COUGAR FANS WATCHING the spring game saw a new offensive wrinkle from Mike Leach: the hand-clap snap. Instead of audibly calling out the snap, or using a silent count and accompanying hand signals, the ball is snapped at the clap of the quarterback’s hands. So what are the advantages and disadvantages? And just how did it come about this spring at Washington State?

Here's what we've been able to piece together: Leach has been thinking about this for at least a couple years.  But he never quite got to where he wanted to give it a go.

One day this spring, Leach was watching tape and one of the teams was running it especially crisply.  Leach asked new inside wide receivers coach Derek Sage about it, since both Toledo and Wyoming employed the hand-clap snap when Sage was there. Leach and Co. then talked about it a little more.

The next practice, Leach casually announced to the offense they were going with the hand clap for the rest of spring.

The No. 1 advantage is the center doesn't have to stop, look between his legs, then look back and reacquire the defense. A close second is that it is highly audible in any situation. It's a piercing sound, one that cuts through the noise, no matter how loud.

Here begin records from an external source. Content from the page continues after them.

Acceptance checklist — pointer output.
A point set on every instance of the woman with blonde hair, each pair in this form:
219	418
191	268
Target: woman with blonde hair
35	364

Also, a team doesn't have to make big changes in snap count and cadence when playing in a loud venue. And with practice, all 11 players get off the ball more consistently while keeping better focused pre-snap on what the defense is doing. The first few times the QB goes to the second clap, the defense is likelier to jump off-sides.

Trade-offs?  There are always some when it comes to changing something in college football.

It can get predictable, and defenses can start better timing up the snap. 

The other major pitfall is the defense can try to sneak a clap in there to simulate the QB clapping.  A clap on defense as a means of defensive signaling is allowed, but it is a penalty to call defensive signals that simulate the sound or cadence of the offense. 

But it's only a 5-yard penalty -- and the chance of a fumble outweighed that potential penalty for some teams last year. Indeed, there were several instances in 2016, both in the Pac-12 and in FBS games, where a defender wasn't signaling and was clearly trying to simulate the hand clap -- but the officials either didn't notice or chose to let it go.

If Leach carries the hand clap on into fall camp and the season, expect defenses to try and get away with fooling the WSU center to snap the ball before Luke Falk claps.  And the Pac-12 officials are going to have to do a better job of penalizing teams who do than they did last year.